There’s a school of thought which claims – not without merit, it must be said – that cult classics can’t be created on purpose; it’s a status that’s left up to the audience to decide. Clearly, Steven Kostanski didn’t get the memo when he set out to precision-engineer a late night favorite after setting to work on PG: Psycho Goreman.
The title alone was enough to hint that it was surely destined to live on as an enduring underground favorite, with the filmmaker putting his all into the project by serving as writer, director, producer, and editor. When you’ve got such a preposterous title, coupled with an equally ludicrous plot, the chances are distinctly high that the end result is going to accomplish its intended goal.
What nobody seemed to account for, though, is that Psycho Goreman would end up as a critical darling. In fact, it fared much better in terms of reviews than it did when it came to audience approval after being Certified Fresh on Rotten Tomatoes with a sky-high 92 percent rating, well ahead of a 64 percent user average.

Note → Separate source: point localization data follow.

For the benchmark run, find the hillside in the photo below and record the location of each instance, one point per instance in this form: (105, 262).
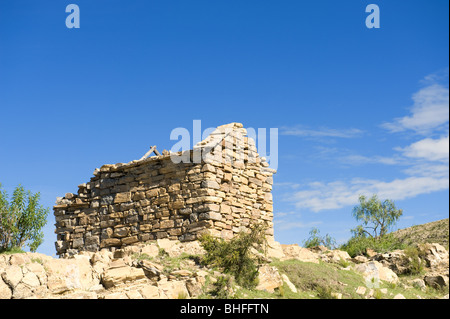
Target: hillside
(171, 270)
(434, 232)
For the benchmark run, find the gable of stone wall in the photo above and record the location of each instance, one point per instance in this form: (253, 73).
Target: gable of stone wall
(156, 198)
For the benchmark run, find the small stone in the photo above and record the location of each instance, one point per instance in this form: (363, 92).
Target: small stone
(361, 290)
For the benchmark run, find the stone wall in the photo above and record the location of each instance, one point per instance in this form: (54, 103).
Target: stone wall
(220, 187)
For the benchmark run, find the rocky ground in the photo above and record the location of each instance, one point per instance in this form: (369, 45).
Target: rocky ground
(170, 270)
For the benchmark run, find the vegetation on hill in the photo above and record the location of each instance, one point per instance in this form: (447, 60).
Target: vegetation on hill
(21, 220)
(434, 232)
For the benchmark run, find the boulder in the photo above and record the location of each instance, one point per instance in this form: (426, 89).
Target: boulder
(173, 289)
(113, 277)
(289, 283)
(274, 249)
(435, 255)
(269, 278)
(296, 252)
(436, 281)
(69, 274)
(374, 270)
(335, 256)
(5, 290)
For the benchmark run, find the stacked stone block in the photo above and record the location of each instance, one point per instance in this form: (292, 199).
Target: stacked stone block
(220, 187)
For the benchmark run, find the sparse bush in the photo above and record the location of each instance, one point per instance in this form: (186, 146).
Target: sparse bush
(359, 245)
(21, 220)
(223, 288)
(234, 256)
(315, 239)
(376, 216)
(415, 263)
(324, 292)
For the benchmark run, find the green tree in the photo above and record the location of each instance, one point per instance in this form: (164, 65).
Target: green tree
(315, 240)
(21, 220)
(376, 216)
(235, 256)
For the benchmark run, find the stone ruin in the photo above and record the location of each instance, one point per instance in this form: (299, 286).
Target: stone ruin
(220, 187)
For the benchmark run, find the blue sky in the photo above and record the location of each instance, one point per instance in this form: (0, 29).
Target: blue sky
(358, 110)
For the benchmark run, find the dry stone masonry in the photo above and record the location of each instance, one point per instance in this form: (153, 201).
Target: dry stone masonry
(220, 187)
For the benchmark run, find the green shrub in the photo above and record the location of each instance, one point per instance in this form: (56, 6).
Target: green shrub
(415, 263)
(234, 256)
(315, 240)
(358, 245)
(324, 292)
(222, 288)
(21, 220)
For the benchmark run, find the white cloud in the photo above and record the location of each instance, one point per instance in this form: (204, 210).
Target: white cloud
(428, 149)
(338, 194)
(321, 132)
(286, 225)
(429, 112)
(425, 160)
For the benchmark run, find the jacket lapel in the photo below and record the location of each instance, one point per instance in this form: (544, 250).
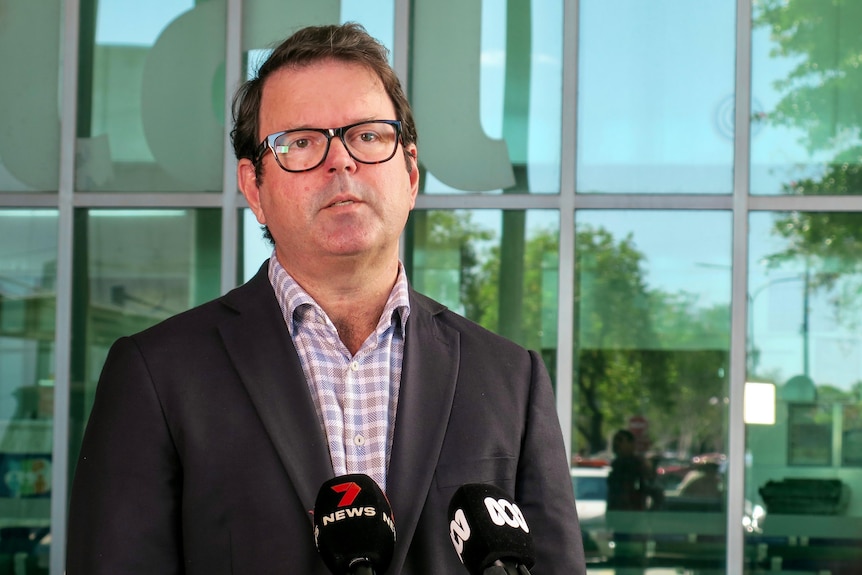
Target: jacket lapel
(431, 360)
(260, 347)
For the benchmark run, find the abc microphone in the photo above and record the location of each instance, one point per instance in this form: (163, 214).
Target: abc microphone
(353, 527)
(489, 532)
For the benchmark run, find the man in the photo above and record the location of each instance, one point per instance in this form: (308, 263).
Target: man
(631, 485)
(212, 432)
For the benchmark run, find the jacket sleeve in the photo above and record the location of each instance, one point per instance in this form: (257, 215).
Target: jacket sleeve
(544, 486)
(124, 514)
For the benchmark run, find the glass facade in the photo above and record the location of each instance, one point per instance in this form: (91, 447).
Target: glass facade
(661, 198)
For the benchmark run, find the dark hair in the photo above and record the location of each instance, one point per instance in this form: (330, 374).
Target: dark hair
(348, 43)
(625, 433)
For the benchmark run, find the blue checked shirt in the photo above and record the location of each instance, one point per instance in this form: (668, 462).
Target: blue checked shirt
(355, 396)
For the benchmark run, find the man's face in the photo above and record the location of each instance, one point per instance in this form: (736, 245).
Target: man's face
(342, 209)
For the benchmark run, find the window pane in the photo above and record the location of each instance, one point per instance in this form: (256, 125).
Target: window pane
(806, 89)
(498, 268)
(652, 339)
(487, 100)
(29, 66)
(151, 97)
(656, 96)
(134, 268)
(803, 474)
(28, 262)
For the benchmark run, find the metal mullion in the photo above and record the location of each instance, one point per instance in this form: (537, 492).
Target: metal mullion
(567, 201)
(63, 318)
(229, 196)
(735, 552)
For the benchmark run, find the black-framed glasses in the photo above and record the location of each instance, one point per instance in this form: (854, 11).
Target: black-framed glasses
(371, 142)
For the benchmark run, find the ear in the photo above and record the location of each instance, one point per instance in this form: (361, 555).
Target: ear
(246, 179)
(413, 174)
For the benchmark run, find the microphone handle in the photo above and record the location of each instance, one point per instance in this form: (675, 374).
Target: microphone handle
(362, 569)
(500, 568)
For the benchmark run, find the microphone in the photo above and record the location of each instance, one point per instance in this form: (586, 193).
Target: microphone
(489, 532)
(353, 527)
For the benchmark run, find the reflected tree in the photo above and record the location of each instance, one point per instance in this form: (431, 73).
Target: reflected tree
(821, 97)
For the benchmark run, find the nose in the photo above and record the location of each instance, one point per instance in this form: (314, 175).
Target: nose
(338, 158)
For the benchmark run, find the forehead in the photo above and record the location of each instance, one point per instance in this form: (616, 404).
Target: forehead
(325, 94)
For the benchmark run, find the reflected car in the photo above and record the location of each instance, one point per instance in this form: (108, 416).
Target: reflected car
(590, 485)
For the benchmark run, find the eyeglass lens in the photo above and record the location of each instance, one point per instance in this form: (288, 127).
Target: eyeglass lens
(368, 142)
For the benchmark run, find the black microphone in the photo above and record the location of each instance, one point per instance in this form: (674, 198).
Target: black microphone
(353, 527)
(489, 532)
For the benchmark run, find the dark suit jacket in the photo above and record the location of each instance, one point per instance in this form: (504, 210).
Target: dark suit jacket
(204, 455)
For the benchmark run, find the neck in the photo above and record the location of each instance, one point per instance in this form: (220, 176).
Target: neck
(352, 296)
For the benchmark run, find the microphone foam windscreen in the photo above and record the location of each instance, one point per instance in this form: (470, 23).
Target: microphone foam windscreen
(486, 526)
(353, 521)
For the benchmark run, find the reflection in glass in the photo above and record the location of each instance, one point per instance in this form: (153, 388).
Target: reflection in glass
(656, 97)
(138, 267)
(500, 275)
(151, 97)
(28, 264)
(489, 119)
(804, 310)
(30, 68)
(652, 339)
(806, 89)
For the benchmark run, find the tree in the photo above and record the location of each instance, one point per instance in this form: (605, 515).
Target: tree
(822, 97)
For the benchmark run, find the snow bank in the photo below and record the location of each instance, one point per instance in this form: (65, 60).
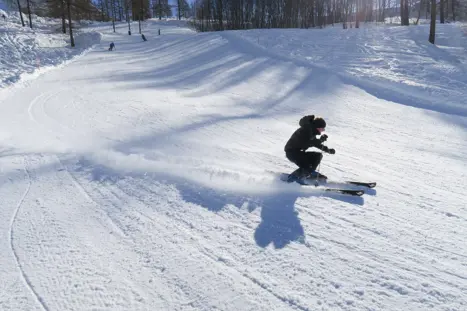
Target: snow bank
(390, 62)
(27, 53)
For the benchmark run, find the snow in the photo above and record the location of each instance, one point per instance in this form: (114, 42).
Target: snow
(145, 178)
(27, 53)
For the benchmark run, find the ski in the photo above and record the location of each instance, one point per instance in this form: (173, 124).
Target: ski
(283, 176)
(359, 183)
(346, 191)
(336, 190)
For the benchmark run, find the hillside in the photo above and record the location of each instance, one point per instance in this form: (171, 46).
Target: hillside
(146, 178)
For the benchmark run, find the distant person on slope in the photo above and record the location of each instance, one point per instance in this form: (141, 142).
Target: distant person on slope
(302, 139)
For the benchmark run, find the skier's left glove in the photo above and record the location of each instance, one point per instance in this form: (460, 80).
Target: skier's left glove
(328, 150)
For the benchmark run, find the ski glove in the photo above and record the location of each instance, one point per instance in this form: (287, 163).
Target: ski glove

The appeal of Psycho Goreman has been neatly distilled on Reddit, too, with a thread describing it as “the stupidest movie I’ve ever seen and I love it” hitting the nail squarely on the head. After all, we’re talking about a brother and sister reawakening a creature called The Archduke of Nightmares, renaming it as the title hero, and then forcing it to defend them from a cabal of intergalactic assassins while the fate of the universe hangs in the balance.
If that isn’t Cult Classic 101, then nothing is, so there was little danger Psycho Goreman wouldn’t pass the test with flying colors.